Face à eux, Me Souchon a défendu les intérêts d’Orano. “La consultation publique a été exemplaire. Orano a apporté des réponses circonstanciées. Et dire que le procédé Thor est une expérimentation dont on ne connaît pas bien les conséquences est une contrevérité. Cela a été étudié avec rigueur. C’est la solution la plus robuste et la plus efficace qui permettra de produire moins de déchets que d’autres alternatives et qui seront acceptés par l’Agence nationale pour les déchets radioactifs. Sans compter que l’ARS, le Coderst, l’INAO, le SDIS et l’autorité environnementale se sont prononcés favorablement.”
Un rapporteur “inféodé” ?
Le rapporteur public, M. Lafay, a balayé d’un revers de code de l’environnement ou d’autres dispositions légales, les arguments des partisans de l’annulation de l’arrêté préfectoral. Il a indiqué que tout avait été réalisé dans les règles et qu’il n’y avait pas de raison de demander une nouvelle enquête publique. “Le caractère insuffisant de l’étude d’impact doit être écarté tout comme l’incompétence du préfet à prendre des arrêtés dans ce domaine”, a-t-il indiqué. Il a conclu au rejet des requêtes en annulation. Le tribunal administratif rendra sa décision dans 15 jours. Dans la majorité des cas, il suit les conclusions du rapporteur. À la sortie de l’audience, les militants étaient dépités et se demandaient si le rapporteur n’était pas “inféodé”.

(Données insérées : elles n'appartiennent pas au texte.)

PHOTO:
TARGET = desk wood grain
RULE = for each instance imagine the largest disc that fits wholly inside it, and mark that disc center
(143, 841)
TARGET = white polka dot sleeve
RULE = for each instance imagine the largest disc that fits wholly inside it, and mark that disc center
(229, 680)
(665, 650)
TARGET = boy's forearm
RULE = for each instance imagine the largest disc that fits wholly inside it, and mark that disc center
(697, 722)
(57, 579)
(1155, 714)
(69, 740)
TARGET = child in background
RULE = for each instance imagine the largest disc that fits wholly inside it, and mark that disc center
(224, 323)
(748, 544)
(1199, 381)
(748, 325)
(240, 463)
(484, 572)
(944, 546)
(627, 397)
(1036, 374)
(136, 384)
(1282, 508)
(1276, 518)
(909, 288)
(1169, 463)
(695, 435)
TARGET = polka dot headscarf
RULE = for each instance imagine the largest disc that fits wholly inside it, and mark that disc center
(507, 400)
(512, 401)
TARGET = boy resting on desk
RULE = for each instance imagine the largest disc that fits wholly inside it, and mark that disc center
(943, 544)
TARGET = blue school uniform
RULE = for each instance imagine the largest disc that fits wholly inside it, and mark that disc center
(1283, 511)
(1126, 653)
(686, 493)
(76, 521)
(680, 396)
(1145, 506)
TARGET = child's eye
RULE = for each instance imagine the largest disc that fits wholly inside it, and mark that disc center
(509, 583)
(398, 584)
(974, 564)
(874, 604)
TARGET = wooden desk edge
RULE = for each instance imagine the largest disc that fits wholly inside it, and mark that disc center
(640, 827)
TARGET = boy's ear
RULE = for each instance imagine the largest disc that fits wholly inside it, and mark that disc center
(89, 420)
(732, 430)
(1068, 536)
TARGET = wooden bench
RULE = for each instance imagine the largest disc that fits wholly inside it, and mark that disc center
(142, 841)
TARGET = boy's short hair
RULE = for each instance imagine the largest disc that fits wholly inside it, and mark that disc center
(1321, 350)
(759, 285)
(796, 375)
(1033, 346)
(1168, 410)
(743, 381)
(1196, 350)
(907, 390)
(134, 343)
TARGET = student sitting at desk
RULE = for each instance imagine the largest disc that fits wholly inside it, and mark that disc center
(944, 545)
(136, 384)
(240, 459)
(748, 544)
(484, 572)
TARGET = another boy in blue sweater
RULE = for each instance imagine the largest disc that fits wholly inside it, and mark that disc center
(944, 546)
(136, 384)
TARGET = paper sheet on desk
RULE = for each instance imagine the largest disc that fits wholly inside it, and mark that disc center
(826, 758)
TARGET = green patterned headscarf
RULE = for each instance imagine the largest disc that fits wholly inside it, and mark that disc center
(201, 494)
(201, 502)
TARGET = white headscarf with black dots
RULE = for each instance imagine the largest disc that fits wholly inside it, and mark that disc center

Les arrêtés complémentaires et le permis de construire aussi dans le viseur
Trois autres requêtes en annulation ont été débattues. Deux concernait des arrêtés préfectoraux complémentaires au projet d’unité de traitement des déchets nitratés. Notamment la création d’un nouveau bassin et l’agrandissement d’un autre pour accueillir les boues nitratées. Pour les associations COL.E.R.E, Rubresus et TCNA, il s’agit d’une modification substantielle du site. “On a juste un porté à connaissance alors que c’est un projet d’ampleur qui va demander deux ans de travaux titanesques. Cela va avoir un impact immédiat et on ne fait pas d’enquête publique ? On ne tient pas compte de la loi sur l’eau. On ne va pas voir l’ARS, l’INAO, la commission locale de l’eau ?” s’est interrogée Me Maître. “Sur le long terme, la gestion des poussières, des eaux fluviales et souterraines sera améliorée”, a répondu Me Souchon pour Orano.
Une autre requête en annulation concernait le permis de construire délivré par la Ville de Narbonne le 7 juillet 2016, pour non respect de la loi littoral. Elle est portée par Rubresus. “Le maire a délivré le permis sans savoir quel était le projet. Il n’avait pas d’étude d’impact. Mais maintenant, il s’oppose au projet. Il a fait passer une motion en conseil municipal”, a souligné Me Karine Jaulin du barreau de Narbonne et conseil de Rubresus.
Le rapporteur a conclu aux rejets des ces requêtes.